Kara Schmitz was relaxing at home Thursday afternoon when a loud boom broke the silence and shook her Excelsior home.
“It didn’t last long, maybe five seconds,” Schmitz recalled, saying it sounded a lot like a heavy object being dropped at a construction site.
Then it happened again on Saturday.
Others in Schmitz’s neighborhood and in the small communities surrounding Lake Minnetonka have heard mysterious booming and popping sounds, too, and have taken to social media to ask what’s behind the loud unsettling noises being heard over recent days.
Chalk them up to a cryoseism — the technical term for an ice quake or frost quake — says Matt Benz, a meteorologist with Accuweather. At least that is the leading theory, he said.
Frost quakes happen most often when the ground is saturated and temperatures take a nosedive. When precipitation in the ground freezes rapidly, it expands quickly and creates cracks in the soil. Loud pops occur when the ground cracks open, Benz said.

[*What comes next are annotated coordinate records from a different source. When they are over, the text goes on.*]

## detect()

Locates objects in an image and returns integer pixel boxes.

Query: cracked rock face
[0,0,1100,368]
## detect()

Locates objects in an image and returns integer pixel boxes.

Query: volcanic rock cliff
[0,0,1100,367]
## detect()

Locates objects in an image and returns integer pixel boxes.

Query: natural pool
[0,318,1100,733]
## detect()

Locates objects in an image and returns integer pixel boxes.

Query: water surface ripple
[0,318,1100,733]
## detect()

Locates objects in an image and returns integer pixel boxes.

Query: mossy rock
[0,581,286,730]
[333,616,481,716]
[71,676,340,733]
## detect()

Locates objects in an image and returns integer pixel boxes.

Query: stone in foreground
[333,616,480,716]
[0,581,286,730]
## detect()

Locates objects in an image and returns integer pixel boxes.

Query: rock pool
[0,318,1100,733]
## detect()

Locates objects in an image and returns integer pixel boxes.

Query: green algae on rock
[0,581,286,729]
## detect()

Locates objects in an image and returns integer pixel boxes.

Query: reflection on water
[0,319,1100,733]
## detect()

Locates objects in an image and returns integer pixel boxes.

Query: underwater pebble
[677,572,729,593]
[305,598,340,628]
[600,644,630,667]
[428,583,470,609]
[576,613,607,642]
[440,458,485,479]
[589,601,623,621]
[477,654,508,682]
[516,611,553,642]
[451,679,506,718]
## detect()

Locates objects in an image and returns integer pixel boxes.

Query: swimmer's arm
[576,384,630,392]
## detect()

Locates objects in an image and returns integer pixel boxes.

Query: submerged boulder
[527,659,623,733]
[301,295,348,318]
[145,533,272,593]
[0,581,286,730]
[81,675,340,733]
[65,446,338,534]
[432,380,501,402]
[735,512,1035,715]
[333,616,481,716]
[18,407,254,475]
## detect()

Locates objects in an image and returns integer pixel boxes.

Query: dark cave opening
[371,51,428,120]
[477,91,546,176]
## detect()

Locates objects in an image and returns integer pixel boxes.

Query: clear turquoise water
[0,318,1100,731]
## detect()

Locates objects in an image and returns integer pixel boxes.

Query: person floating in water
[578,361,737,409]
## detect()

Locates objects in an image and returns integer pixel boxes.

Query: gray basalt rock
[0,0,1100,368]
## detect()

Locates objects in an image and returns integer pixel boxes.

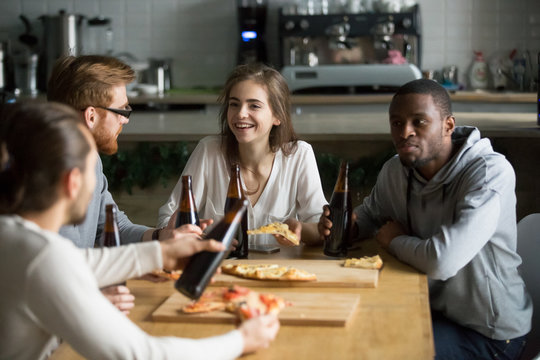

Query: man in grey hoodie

They are rare in Minnesota, but this relatively mild and snowless winter has brought all the ingredients for frost and ice quakes together, Benz said.
A much warmer December than usual saw nearly 2 inches of rain in the Twin Cities over Christmas Eve and Christmas Day. Without snow cover to insulate the ground, most of that moisture seeped into the ground. Then it rapidly froze when bitter arctic air arrived in mid-January, setting the stage for the below-ground action.